En revanche, si vous constatez chez vous ou chez quelqu’un de votre entourage un seuil de tolérance à la frustration bas ou très bas et ce quel que soit le contexte ou le moment, alors ça vaudrait peut-être le coup de creuser un peu ça en accompagnement. Entre-nous, c’est pas toujours simple si, pour la personne concernée, il n’y a pas de problème ou que le problème c’est l’Autre ou le monde qui l’entoure. En revanche, si vous vous reconnaissez dans ce type de profil et que vous êtes plutôt d’accord avec ça, alors il est temps de reprendre les rennes de votre frustration plutôt que de la laisser vous contrôler.
Les pistes de travail pour mieux tolérer la frustration
Suivant le « niveau » d’intolérance à la frustration, les styles d’accompagnements ne seront pas les mêmes.

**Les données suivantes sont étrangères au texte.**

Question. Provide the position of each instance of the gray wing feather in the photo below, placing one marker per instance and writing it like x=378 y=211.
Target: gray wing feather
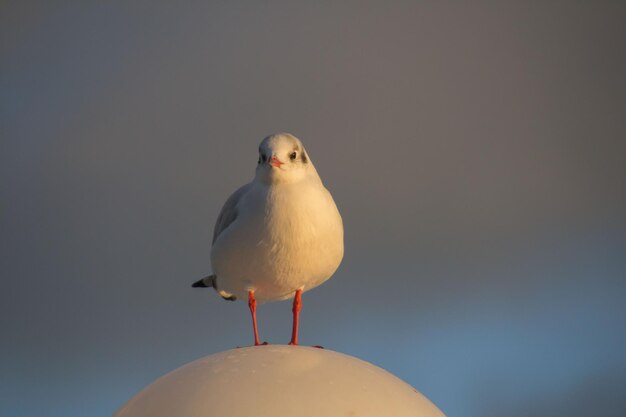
x=229 y=212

Comme vu plus haut, s’il s’agit d’intolérance à la frustration liée à de graves troubles de la personnalité avec des conséquences majeures comme des démêlés judiciaires, une incapacité à s’adapter au monde professionnel ou avoir des relations sociales épouvantables, une prise en charge psychologique voire psychiatrique est nécessaire. Il existe des thérapeutiques médicamenteuses qui aident ces personnes en souffrance à « faire baisser la pression » qu’elles ressentent parfois H24 et 7/7. Cette médication sera bien entendue encore plus efficace si elle est accompagnée par une thérapie comportementale et cognitive.
Pour les autres types d’intolérance à la frustration, où les conséquences dans la vie du sujet sont plutôt mineures et restent limitées à des difficultés d’adaptation dans la vie quotidienne (pro ou perso), alors un travail en psychothérapie ou coaching est possible.

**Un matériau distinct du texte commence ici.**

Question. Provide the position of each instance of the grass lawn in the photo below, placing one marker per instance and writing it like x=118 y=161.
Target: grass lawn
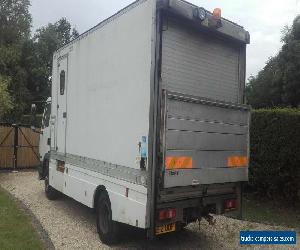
x=270 y=212
x=16 y=229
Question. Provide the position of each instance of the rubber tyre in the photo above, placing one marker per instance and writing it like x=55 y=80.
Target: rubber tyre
x=51 y=193
x=106 y=227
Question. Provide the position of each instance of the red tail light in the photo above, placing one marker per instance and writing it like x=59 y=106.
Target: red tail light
x=167 y=214
x=230 y=204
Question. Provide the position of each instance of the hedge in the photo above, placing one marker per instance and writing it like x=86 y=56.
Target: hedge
x=275 y=153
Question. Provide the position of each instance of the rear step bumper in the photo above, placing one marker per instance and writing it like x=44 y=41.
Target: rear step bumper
x=205 y=176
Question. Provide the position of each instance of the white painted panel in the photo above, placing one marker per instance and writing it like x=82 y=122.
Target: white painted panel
x=81 y=185
x=108 y=97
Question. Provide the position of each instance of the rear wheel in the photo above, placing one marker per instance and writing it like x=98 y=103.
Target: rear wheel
x=106 y=227
x=50 y=192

La situation typique que je rencontre en coaching est ce dirigeant qui prend conscience (après moults feed-back de son entourage) qu’il gagnerait en confort professionnel et en efficacité managériale s’il parvenait à mieux réguler ses émotions quand une situation X ou Y vient contrarier ses plans. Et accessoirement avec de gros bénéfices secondaires dans sa vie perso.
Ou encore, cette jeune fille qui, dès qu’elle se trouve dans une relation sentimentale, ne peut s’empêcher de sur-réagir quand son petit ami n’agit comme elle le veut (du genre quand il ne répond pas instantanément à l’un de ses messages).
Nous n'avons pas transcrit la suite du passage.